The Spanish brought dates to Mexico in the seventeenth century. In the beginning, they were mostly cultivated by missionaries in Baja California Sur, and then, as more missions were established, in Baja California Norte. This moist, sweet cake has a rich, dense, marzipan- like texture. It’s perfect not only for dessert but also as a midmorning or afternoon treat with a cup of coffee or tea. 

SERVES
10

Ingredients

  • 1-1/2 cups coarsely chopped pitted Medjool dates (about 8 ounces)
  • 3/4 cup boiling water
  • 8 tablespoons (1 stick) unsalted butter, melted, plus more for the pan
  • 2 cups all-purpose flour, plus more for the pan
  • 1 teaspoon baking soda
  • 1 teaspoon baking powder
  • Pinch of kosher salt
  • 2 large eggs
  • 1 teaspoon vanilla extract
  • 1 cup granulated sugar
  • 1 cup coarsely chopped pecans
  • Confectioners’ sugar for dusting

Directions

  1. Place the dates in a small bowl and cover with the boiling water. Let sit for at least 15 minutes, until soft. Every once in a while, press the dates down into the water.
  2. Meanwhile, preheat the oven to 350 degrees F, with a rack in the middle. Butter and lightly flour a 9-inch round cake pan and line the bottom with a round of parchment paper.
  3. Whisk together the flour, baking soda, baking powder, and salt in a large bowl. Set aside.
  4. Transfer the dates, with their soaking water, to a blender or food processor and pulse to a coarse puree. Add the eggs and vanilla and pulse to combine. Add the melted butter and granulated sugar and pulse until well mixed. Add the pecans and blend to a smooth puree.
  5. Make a well in the center of the flour mixture and scrape in the date mixture. Fold it into the flour with a silicone spatula until you have a thick batter.
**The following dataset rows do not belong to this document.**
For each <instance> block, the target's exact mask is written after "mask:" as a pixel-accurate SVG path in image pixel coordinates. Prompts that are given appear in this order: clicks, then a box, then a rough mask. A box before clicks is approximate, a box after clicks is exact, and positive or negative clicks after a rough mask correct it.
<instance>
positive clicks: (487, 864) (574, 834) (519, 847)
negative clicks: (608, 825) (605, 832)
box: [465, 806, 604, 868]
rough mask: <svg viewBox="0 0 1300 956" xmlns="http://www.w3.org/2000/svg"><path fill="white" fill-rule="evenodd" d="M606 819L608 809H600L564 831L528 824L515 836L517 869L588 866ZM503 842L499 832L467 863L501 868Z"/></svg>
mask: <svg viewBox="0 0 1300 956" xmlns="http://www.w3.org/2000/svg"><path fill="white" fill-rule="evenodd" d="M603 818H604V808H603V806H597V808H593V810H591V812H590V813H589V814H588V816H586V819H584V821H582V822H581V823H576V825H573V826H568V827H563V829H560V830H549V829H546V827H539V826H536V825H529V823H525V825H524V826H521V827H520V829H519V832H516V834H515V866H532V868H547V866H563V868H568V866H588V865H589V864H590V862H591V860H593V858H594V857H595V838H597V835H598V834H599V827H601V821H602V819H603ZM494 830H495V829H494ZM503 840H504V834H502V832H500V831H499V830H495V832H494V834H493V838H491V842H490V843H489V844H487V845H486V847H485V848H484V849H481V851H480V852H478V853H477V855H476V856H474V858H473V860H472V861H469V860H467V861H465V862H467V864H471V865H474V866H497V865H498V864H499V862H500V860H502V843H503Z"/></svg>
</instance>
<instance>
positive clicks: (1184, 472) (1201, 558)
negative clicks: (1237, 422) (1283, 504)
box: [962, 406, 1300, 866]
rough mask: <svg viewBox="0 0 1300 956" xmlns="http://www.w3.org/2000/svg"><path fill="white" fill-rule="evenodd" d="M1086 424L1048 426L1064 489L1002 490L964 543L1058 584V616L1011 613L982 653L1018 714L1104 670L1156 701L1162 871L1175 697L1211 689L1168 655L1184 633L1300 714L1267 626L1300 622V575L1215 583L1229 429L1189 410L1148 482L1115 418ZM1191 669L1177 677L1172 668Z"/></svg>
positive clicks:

Scrape into the cake pan and smooth the top with an offset (or the silicone) spatula.
  6. Bake for 45 minutes, or until the cake is browned and slightly crusty, with some cracks on top.
  7. A toothpick inserted in the center of the cake should come out with moist but not wet crumbs. Cool completely in the pan on a rack.
  8. Run a knife around the edges of the cake pan, place a plate over the top, and turn the cake out onto the plate, then invert onto a serving platter (rounded side up). Dust with confectioners’ sugar before serving.